When I think of separatists, I think of people living in a cabin far from civilization. What surprised me most about Tara Westover's upbringing was that her cabin was only 15 or so miles from town - distant to a Philadelphian like me but not far for someone in the rural parts of the Mountain West. She grew up in a separatist family. Her mother theoretically homeschooled her and her six older siblings but in reality kept the family financially afloat as an herbalist and midwife. The children all worked for their father, sorting scrap metal and doing occasional construction jobs. In their father's eyes, school was part of the government and the government was the enemy. After all, the government had killed the Weavers, and had done so because they homeschooled their children. Modern medicine poisoned rather than healed, and the family treated even severe injuries with herbal remedies mixed in their kitchen. And yet, the family had contact with general society. Tara's paternal grandparents lived in an adjoining property and they saw each other almost daily. Her maternal grandparents lived in a nearby town, and the family also attended weekly services at the Mormon church in town. As the children (Tara is the youngest of seven) came of age, some of them took jobs in town, and Tara even participated in musical theater productions. With nearby family and contacts in town, I wonder how or why no one noticed what was happening on Buck's Peak.
It all seems innocent, when Grandma-over-the-hill offers to take Tara with her on her yearly snowbird trip to Arizona. If she comes to Grandma's house by 5 am, no one will notice that Tara is missing until nightfall. By then, she'll be in Arizona and can enroll in school. She's tempted, but after staying up all night decides not to go. Maybe Tara was too young at that point to see how truly difunctional her family is, or maybe it wasn't quite so bad yet. It's probably a bit of both. At seven, Tara's life felt normal to her because she'd never experienced anything else, and it becomes clear that Gene Westover is not so much an ideologue as a man whose severe but undiagnosed mental illness became more disruptive and destructive as time passed.
By age 10, Tara is only theoretically homeschooled. Her mother Faye's midwifery practice fell victim to concussion-induced migraines and with the three oldest sons gone (Tony started his own trucking business and got married, Shawn ran off after a fight with his father, and Tyler unexpectedly went to college), Gene needed Tara's labor sorting steel from copper, working alongside her brothers Luke and Richard (15-year-old Audrey had found a job in town). Tara follows suit, working as a babysitter for two families and packing nuts at a local store. That's when she started taking piano, dance, and voice lessons, leading to a disastrous recital and her foray into musical theater.
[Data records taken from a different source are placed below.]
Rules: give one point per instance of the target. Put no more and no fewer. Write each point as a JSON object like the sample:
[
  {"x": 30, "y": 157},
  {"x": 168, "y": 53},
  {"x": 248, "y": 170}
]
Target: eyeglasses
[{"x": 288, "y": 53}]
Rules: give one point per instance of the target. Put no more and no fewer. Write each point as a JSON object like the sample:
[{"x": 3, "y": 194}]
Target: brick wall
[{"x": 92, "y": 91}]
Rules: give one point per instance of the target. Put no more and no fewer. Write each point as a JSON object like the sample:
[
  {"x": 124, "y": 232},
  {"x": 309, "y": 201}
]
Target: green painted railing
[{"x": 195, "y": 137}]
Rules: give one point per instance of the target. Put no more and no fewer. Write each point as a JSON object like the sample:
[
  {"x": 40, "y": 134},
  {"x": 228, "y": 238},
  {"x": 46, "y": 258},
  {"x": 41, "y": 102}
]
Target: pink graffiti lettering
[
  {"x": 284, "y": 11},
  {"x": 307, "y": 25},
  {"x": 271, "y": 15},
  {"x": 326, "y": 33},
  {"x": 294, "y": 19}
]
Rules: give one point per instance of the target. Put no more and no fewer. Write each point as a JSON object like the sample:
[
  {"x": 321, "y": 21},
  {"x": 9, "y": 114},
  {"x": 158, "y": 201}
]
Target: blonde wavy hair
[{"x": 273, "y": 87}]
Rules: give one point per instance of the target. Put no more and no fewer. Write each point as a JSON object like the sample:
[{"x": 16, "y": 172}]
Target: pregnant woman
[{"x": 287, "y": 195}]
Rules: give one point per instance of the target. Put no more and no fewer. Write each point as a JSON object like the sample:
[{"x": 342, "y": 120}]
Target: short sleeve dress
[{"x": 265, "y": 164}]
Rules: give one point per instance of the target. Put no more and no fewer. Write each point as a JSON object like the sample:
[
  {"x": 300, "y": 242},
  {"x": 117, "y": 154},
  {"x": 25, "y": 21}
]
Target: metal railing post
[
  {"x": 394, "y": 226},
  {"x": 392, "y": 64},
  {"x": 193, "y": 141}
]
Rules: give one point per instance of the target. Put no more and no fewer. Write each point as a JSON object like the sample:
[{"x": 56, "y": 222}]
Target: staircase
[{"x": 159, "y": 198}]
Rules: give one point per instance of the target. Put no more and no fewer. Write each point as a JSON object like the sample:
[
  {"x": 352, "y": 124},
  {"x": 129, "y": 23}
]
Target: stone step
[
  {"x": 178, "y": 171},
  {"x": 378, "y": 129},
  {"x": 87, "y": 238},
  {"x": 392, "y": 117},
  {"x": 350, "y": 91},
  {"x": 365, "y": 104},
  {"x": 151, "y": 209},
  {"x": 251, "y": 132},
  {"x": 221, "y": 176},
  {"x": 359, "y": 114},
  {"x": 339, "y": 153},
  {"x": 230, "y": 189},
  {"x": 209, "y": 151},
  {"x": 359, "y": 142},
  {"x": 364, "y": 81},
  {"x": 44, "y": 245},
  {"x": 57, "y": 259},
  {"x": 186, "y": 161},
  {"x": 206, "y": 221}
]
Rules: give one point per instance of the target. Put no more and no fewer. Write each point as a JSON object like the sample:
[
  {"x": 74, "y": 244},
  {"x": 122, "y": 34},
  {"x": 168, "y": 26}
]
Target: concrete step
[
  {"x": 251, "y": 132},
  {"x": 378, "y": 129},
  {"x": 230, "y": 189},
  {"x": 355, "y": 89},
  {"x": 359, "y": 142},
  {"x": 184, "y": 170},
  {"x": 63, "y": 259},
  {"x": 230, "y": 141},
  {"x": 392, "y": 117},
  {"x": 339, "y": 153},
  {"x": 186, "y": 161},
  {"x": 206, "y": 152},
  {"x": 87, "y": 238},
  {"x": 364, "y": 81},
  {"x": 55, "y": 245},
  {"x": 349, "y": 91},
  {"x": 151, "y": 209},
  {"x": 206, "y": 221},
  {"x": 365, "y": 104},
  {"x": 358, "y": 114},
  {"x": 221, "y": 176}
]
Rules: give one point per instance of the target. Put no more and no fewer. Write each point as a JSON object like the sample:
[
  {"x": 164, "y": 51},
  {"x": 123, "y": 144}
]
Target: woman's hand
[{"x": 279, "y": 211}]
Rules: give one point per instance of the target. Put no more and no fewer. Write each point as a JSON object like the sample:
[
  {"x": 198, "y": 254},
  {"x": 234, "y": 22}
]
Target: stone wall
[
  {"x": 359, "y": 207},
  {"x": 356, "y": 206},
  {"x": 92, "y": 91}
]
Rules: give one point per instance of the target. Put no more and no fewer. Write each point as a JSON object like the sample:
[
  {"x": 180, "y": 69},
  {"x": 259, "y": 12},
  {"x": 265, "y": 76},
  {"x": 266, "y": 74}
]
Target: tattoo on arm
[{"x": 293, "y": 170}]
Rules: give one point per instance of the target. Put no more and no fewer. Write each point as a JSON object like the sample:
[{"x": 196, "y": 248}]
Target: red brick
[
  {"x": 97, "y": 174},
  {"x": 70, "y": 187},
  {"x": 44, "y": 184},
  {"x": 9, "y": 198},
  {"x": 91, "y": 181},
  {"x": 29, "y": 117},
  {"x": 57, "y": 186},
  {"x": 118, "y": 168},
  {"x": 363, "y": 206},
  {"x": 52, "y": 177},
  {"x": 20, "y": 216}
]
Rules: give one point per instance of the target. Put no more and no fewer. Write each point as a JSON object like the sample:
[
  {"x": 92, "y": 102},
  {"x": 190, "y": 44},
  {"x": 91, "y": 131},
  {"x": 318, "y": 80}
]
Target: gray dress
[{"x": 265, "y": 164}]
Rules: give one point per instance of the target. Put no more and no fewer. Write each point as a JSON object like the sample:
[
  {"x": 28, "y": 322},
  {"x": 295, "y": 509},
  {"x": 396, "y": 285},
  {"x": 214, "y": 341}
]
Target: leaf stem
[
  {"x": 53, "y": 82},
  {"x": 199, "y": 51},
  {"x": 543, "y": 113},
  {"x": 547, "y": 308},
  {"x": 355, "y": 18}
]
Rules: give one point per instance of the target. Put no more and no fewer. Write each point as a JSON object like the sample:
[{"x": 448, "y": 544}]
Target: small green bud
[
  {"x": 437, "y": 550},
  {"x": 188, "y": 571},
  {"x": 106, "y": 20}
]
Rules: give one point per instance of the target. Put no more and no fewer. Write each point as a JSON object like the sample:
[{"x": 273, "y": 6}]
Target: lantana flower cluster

It's during her years in community theater that we first get to know Shawn. We see from the start that he's emotionally manipulative and explosively violent, but to Tara he's a protective older brother. Later, the family attributes his mood swings and outbursts to a head injury incurred while working on a family construction project, but we (and Tara) eventually realize that he's always been violent, perhaps having inherited a variant of the mental illness that plagues their father. Tara's relationship with Shawn is unsettling, leaving me to wonder if she left anything unsaid.
Music also leads to Tara's unexpected entrance into the outside world. Her brother Tyler, now a college graduate and about to start a graduate program in mechanical engineering, encourages her to apply to BYU. They accept homeschooled students, and they're a conservative, Mormon university. She hesitates, but he convinces her that if she majors in music, she can become a choir director in a Mormon congregation. With a high ACT score and an application filled out by Tyler, she's accepted and enrolls.
Tara doesn't initially adjust well to outside life. Her roommates shock her by wearing revealing clothing and grocery shopping and doing homework on Sunday. She, in turn, appalls them wth her questionable hygiene. She'd never heard of the Holocaust or the Civil Rights movement, and had no idea that she was supposed to buy textbooks. Somehow, though, she manages to make it through her freshman year and eventually gets counseling from her congregation's Bishop. Asking a professor for help in class leads to mentorship, and eventually to a program at Cambridge. Still, Buck's Peak calls her back and she spends summers scrapping and working at the local grocery store. Her expanding knowledge, though, eventually shows her that Shawn is dangerously violent (and also victimized Audrey and Tyler). Things change after her father suffers severe burns in an accident. He survives, attributing it to Faye's herbal preparations. Suddenly, they've got a successful business and Gene's survival leads him to become almost a cult leader. Tara's journey to be Dr. Westover isn't just a matter of being educated, but a matter of developing the perspective to see how destructive her upbringing really was. Estranged from part of her family, close to others (including Tyler and Richard who have Ph.D.s in mechanical engineering and chemistry, respectively), and reconnected with the aunts and uncles she barely new growing up, Educated ends with the newly minted Dr. Westover reading an e-mail for her aunt who's excited that she'll see Tara again in only 12 hours.